Há, nesta base relacional da reciprocidade, uma componente a que podemos chamar de contrapartidas. Vejamos:
Jesus disse: «... aquele que tiver deixado casas, ou irmãos, ou irmãs, ou pai... ou terras por amor do meu nome, receberá cem vezes tanto e herdará a vida eterna». (Mat.19, 29) O termo grego «misthós» é um dos que melhor veiculam o conceito de contrapartida, sendo traduzido por salário, recompensa, galardão, lucro, preço. Há bastantes alusões neotestamentárias ao galardão (recompensa) que recebem os que praticam actos meritórios. Por exemplo, o capítulo 10 de Mateus, em que há várias alusões a contrapartidas, termina com a afirmação do Mestre, de que até mesmo um simples copo de água que se der não deixará de ser galardoado. É também Jesus que, no final do Apocalipse, assegura: « ... o meu galardão está comigo para dar a cada um segundo a sua obra». (Apoc. 22, 12)
Já Moisés, ao renunciar aos privilégios que tivera no Egipto, o fez por ter em vista a recompensa. ( Heb. 11, 26)
A ideia de recompensa como retribuição («dar em paga») é bem expressa pelo termo original «antapodídoumi», usado na tão conhecida referência de Deuteronómio (32, 35), retomada em Romanos(12,19) e Hebreus ( 10, 30), segundo a qual é a Deus que pertence o castigo e a recompensa.
E, se a relação de Deus com o Homem serve, como pensamos, de modelo para as relações entre os homens, então não é de estranhar que Jesus tenha incluído no «Pai Nosso» a expressão «...perdoa-nos as nossas dívidas assim como nós perdoamos...», acentuada logo com as palavras seguintes: «... se perdoardes aos homens as suas ofensas, também vosso Pai celestial vos perdoará a vós; se porém não perdoardes... também vosso pai vos não perdoará...» (Mat. 6, 12; 14-15). E como é que o Senhor define e resume a lei e os profetas, na sua aplicação às normas práticas do Seu Reino? Através do bem conhecido preceito: « ...tudo o que quereis que os homens vos façam, fazei-lho também vós...» (Mat. 7, 12)
Em suma, o amor, o perdão a dádiva, o serviço ao outro implicam uma relação mútua e interactiva. «Dai e ser-vos-á dado...» (Luc. 6, 38). Quem ama espera ser amado. Quem é amado deve amar. Quem ajuda espera ser ajudado. Quem é ajudado deve ajudar, etc.. Ou seja, as relações humanas (também) são feitas de trocas, de dar e receber. O afecto espera ser correspondido. Só a reciprocidade supera o egoísmo e a solidão, só ela favorece a atenção para com o outro, a gratidão, o reconhecimento, a generosidade.

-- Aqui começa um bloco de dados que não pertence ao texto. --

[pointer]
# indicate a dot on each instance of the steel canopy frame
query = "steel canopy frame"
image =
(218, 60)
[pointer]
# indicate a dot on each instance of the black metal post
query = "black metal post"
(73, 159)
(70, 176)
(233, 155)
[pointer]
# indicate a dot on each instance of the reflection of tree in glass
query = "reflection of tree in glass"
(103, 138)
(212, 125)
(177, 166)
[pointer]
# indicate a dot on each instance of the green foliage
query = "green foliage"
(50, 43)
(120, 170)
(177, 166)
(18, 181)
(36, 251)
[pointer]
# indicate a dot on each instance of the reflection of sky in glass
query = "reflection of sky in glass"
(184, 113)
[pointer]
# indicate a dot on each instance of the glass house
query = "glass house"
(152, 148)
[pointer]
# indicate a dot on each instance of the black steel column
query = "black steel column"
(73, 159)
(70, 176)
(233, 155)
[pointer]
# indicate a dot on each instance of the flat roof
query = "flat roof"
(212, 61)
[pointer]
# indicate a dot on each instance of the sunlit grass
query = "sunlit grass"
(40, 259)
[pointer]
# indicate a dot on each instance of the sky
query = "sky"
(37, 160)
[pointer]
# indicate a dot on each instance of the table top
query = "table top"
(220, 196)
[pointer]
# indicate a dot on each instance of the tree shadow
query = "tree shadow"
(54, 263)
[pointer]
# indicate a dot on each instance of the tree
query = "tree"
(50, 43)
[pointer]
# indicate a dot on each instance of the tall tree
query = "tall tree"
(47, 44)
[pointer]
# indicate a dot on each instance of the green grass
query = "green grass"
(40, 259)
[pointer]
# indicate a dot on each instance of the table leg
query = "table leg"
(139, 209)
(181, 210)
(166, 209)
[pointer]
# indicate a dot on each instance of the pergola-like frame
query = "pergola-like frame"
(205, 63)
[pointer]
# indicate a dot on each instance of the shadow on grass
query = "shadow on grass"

Assim, o amor (e a graça, e o perdão...) de Deus é (como também o nosso deve ser) uma disponibilidade, um sentimento de abertura, um sinal de braços abertos direccionado para o ser amado. No entanto, a concretização plena só se faz na dualidade relacional, ou seja, quando o outro aceita, responde e corresponde. É só então que o tão desejado abraço acontece, que a reconciliação se faz, que a partilha existe, que os dois experimentam genuína paz e perfeita comunhão.